Copyright © Les Films de Losange

Patricia Mazuy sait toujours se réinventer en repoussant ses propres limites, avec une fraîcheur inattendue là où l'on s'attendrait aux lieux communs les plus prévisibles. Centré sur une amitié féminine qui bourgeonne dans les couloirs d’un parloir, le nouveau film de la cinéaste renverse les conventions des drames sociaux au profit des sensibilités romanesques. Rencontre.

En regardant votre filmographie, on a l'impression que vous vous renouvelez avec chaque nouveau film, en explorant différents récits, périodes, genres. Comment parvenez-vous à maintenir cette quête constante de nouveauté dans votre travail ?

C'est un mélange conscient et, parfois, les circonstances s'enchaînent de cette manière. Mais en réalité, tant que je peux continuer à faire des films, je préfère essayer des choses que je n'ai jamais faites auparavant. Si l'on ne prend pas de risques à chaque fois, on finit par ronronner !

Par exemple, retravailler un scénario déjà écrit était-il une nouveauté pour vous ?

Non, parce que pour Saint-Cyr, c'était vraiment Yves Thomas qui avait écrit les premières versions. Nous en avions discuté un peu avant qu'il ne s'y mette, mais je n'y avais pas vraiment participé. Il est vrai que ce projet était à l'origine un film de Pierre Courrège, mais depuis 2019, j'ai retravaillé le scénario. Celui de Pierre Courrège aurait pu être un très bon film – mais je ne savais pas comment le réaliser. Il s'agissait d'un film qui s’appuie sur des situations avec des dialogues face à face. Il y avait un aspect conceptuel : on ne voyait pas les maris, par exemple. C'était un choix qui pouvait fonctionner, c'est-à-dire de faire un film qui ne montre que la maison d'accueil, le trajet vers la prison, et la maison.

Jusqu'à un certain point, le film a presque l'air d'aller dans cette direction-là et on commence à croire qu'on ne verra pas les maris… 

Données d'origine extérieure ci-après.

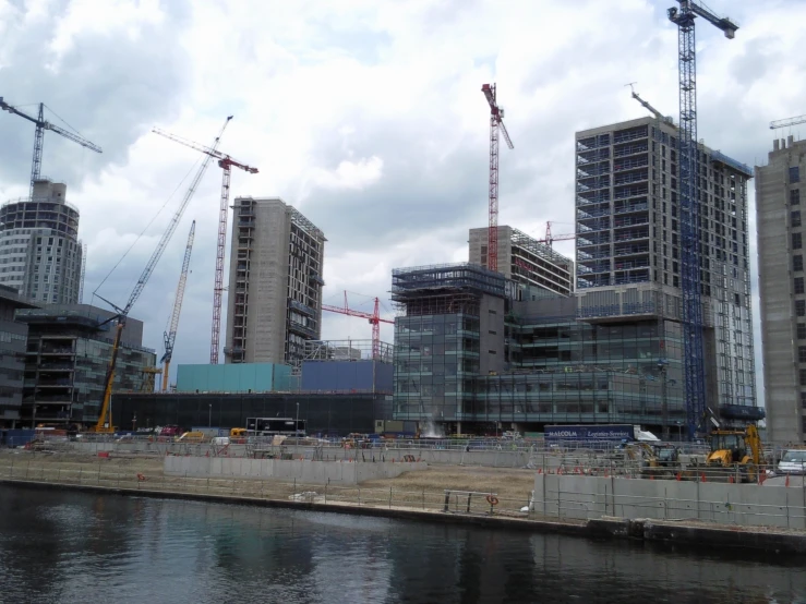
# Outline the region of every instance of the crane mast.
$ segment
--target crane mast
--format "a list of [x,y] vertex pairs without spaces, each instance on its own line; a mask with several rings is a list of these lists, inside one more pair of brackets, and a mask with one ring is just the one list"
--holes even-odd
[[775,130],[778,128],[790,128],[792,125],[797,125],[806,123],[806,116],[797,116],[795,118],[786,118],[785,120],[777,120],[774,122],[770,122],[770,130]]
[[395,324],[394,321],[389,321],[388,318],[381,318],[381,301],[375,298],[375,306],[372,313],[365,313],[362,311],[353,311],[349,307],[347,304],[347,292],[345,292],[345,305],[344,306],[333,306],[329,304],[322,304],[323,311],[328,311],[330,313],[339,313],[342,315],[348,316],[357,316],[360,318],[365,318],[370,322],[370,325],[372,325],[372,358],[377,360],[381,358],[381,324],[382,323],[389,323],[392,325]]
[[193,238],[196,232],[196,221],[190,227],[188,235],[188,244],[184,247],[184,258],[182,259],[182,271],[179,274],[179,283],[177,283],[177,294],[173,297],[173,312],[171,313],[171,322],[168,330],[163,334],[165,341],[165,354],[159,360],[164,364],[163,367],[163,391],[168,390],[168,370],[171,366],[171,358],[173,357],[173,343],[177,341],[177,328],[179,327],[179,315],[182,312],[182,299],[184,298],[184,286],[188,282],[188,269],[190,268],[190,256],[193,251]]
[[498,133],[504,135],[507,146],[514,148],[509,133],[504,125],[504,109],[498,107],[495,84],[481,86],[490,105],[490,226],[488,227],[486,266],[498,270]]
[[213,286],[213,325],[210,331],[210,345],[209,345],[209,362],[212,365],[218,364],[218,350],[221,337],[221,300],[224,298],[224,256],[227,247],[227,217],[229,215],[229,182],[232,176],[232,168],[239,168],[250,174],[256,174],[257,168],[252,168],[240,161],[236,161],[230,156],[220,153],[216,149],[205,147],[188,138],[182,138],[176,134],[169,134],[163,132],[159,129],[154,129],[156,134],[165,136],[184,145],[196,149],[210,157],[218,159],[218,166],[224,171],[221,177],[221,197],[218,206],[218,240],[216,244],[216,270],[215,270],[215,283]]
[[41,172],[41,152],[43,152],[43,145],[45,143],[45,131],[46,130],[56,132],[57,134],[60,134],[64,138],[68,138],[69,141],[72,141],[73,143],[77,143],[82,147],[94,150],[95,153],[104,153],[101,148],[95,143],[91,143],[89,141],[87,141],[86,138],[82,138],[77,134],[73,134],[72,132],[62,130],[58,125],[53,125],[50,122],[48,122],[45,119],[45,104],[44,102],[39,104],[39,112],[36,118],[28,116],[27,113],[21,111],[16,107],[12,107],[8,102],[5,102],[3,100],[3,97],[1,96],[0,96],[0,109],[8,111],[9,113],[20,116],[21,118],[24,118],[28,120],[29,122],[33,122],[34,125],[36,125],[36,130],[34,131],[34,158],[32,160],[32,167],[31,167],[31,197],[34,196],[34,182],[39,180],[39,174]]
[[[229,123],[231,119],[232,119],[232,116],[228,117],[227,120],[224,122],[224,126],[221,128],[221,131],[218,133],[218,136],[213,143],[213,147],[212,147],[213,149],[215,149],[218,146],[221,135],[224,134],[224,131],[226,130],[227,124]],[[132,293],[129,297],[129,301],[127,302],[127,305],[120,309],[119,306],[115,305],[108,300],[105,300],[107,303],[109,303],[112,307],[115,307],[118,311],[118,314],[112,319],[110,319],[110,321],[117,321],[118,325],[116,326],[116,330],[115,330],[115,340],[112,343],[112,357],[109,360],[109,365],[107,367],[107,375],[106,375],[105,387],[104,387],[104,400],[101,401],[100,412],[98,413],[98,422],[95,424],[95,428],[94,428],[95,432],[115,432],[111,418],[109,418],[109,425],[107,425],[107,414],[109,413],[109,401],[111,400],[112,385],[115,384],[115,370],[118,363],[118,352],[120,350],[120,340],[123,335],[123,327],[125,327],[125,319],[129,316],[129,311],[132,310],[132,306],[134,306],[134,303],[140,298],[140,294],[143,293],[143,288],[145,288],[146,282],[148,282],[148,278],[152,276],[152,273],[154,273],[154,267],[157,266],[157,262],[161,257],[163,252],[165,252],[165,249],[168,245],[168,242],[170,241],[170,238],[173,234],[173,231],[177,230],[177,225],[179,225],[179,220],[182,218],[182,214],[184,214],[184,209],[188,207],[188,203],[191,201],[191,198],[193,197],[193,194],[196,192],[196,188],[199,186],[199,183],[201,182],[202,177],[204,176],[204,172],[207,171],[207,166],[209,166],[210,159],[213,159],[213,156],[206,155],[204,160],[202,161],[202,165],[199,167],[199,171],[196,172],[195,177],[193,177],[190,188],[188,189],[188,192],[184,194],[184,197],[182,198],[182,202],[179,205],[177,213],[171,218],[171,221],[169,222],[168,228],[163,233],[163,237],[160,238],[159,243],[157,243],[157,247],[154,250],[152,257],[148,259],[148,263],[146,264],[145,269],[143,269],[143,273],[141,274],[140,279],[137,279],[137,282],[135,283],[134,289],[132,290]],[[104,300],[104,298],[101,298],[100,295],[98,295],[98,298]]]
[[700,201],[699,146],[697,144],[697,48],[695,19],[701,16],[732,39],[738,26],[714,15],[694,0],[677,0],[679,9],[667,10],[677,25],[679,93],[679,200],[681,200],[681,293],[683,298],[684,376],[686,425],[694,439],[706,411],[706,362],[702,342],[700,298]]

Oui, mais ce sont des décisions quasi musicales. Je voulais qu'on les voie, mais si on les voyait trop souvent, cela n'aurait pas fonctionné. C'est pour cette raison qu'il y a deux parloirs dans le film, côte à côte, où chacune se trouve avec son mari. C'est un moment très important qui, tout à coup, nous fait entrer dans le réel de la vie des femmes au parloir.

La séquence d’ouverture était d’une beauté exceptionnelle, induisant presque un état de transe et nous transportant vers des imageries familières, qui pourraient même aller de Mrs Dalloway à Vertigo. Quels étaient les enjeux de cette séquence ?

C'était un moyen d'introduire le caractère romanesque du film et de nous faire entrer dans son univers avant de découvrir que Huppert y jouait. Cela signifiait qu'il fallait un certain temps pour quitter Huppert et entrer dans le film avec Alma, son personnage. Parce que si je n'avais pas pris ce temps, on serait resté uniquement avec Huppert au bout d'un moment. Mais au départ, la scène n'était pas comme celle que l'on a aujourd'hui. Je savais que je voulais une ouverture avec Isabelle. C'était vraiment important. Je voulais y ajouter un côté romanesque-mélo avant de passer aux circonstances sociales des femmes de maison d'accueil. Au début, elle achetait des choux et un bouquet de fleurs. C'est en cherchant des boulangeries – qui ne me plaisaient pas trop – que je suis tombée sur ce fleuriste, qui avait un plafond en miroir. Là, je me suis dit qu'il valait mieux faire une seule séquence plutôt que d'avoir deux petits bouts de scène. On avait peu de temps de tournage. Il fallait creuser chaque moment en se disant qu'il y a toujours un détail qui compte. D'ailleurs, les fleurs montrent sa solitude. Parce que quand elle arrive avec son énorme bouquet et que l'on voit qu'elle est toute seule et qu'il y avait déjà un autre bouquet avant celui-ci, on comprend qu'elle est quelqu'un de seul. Je ne sais pas comment l'expliquer, ou peut-être que ce n'est pas nécessaire de le dire… 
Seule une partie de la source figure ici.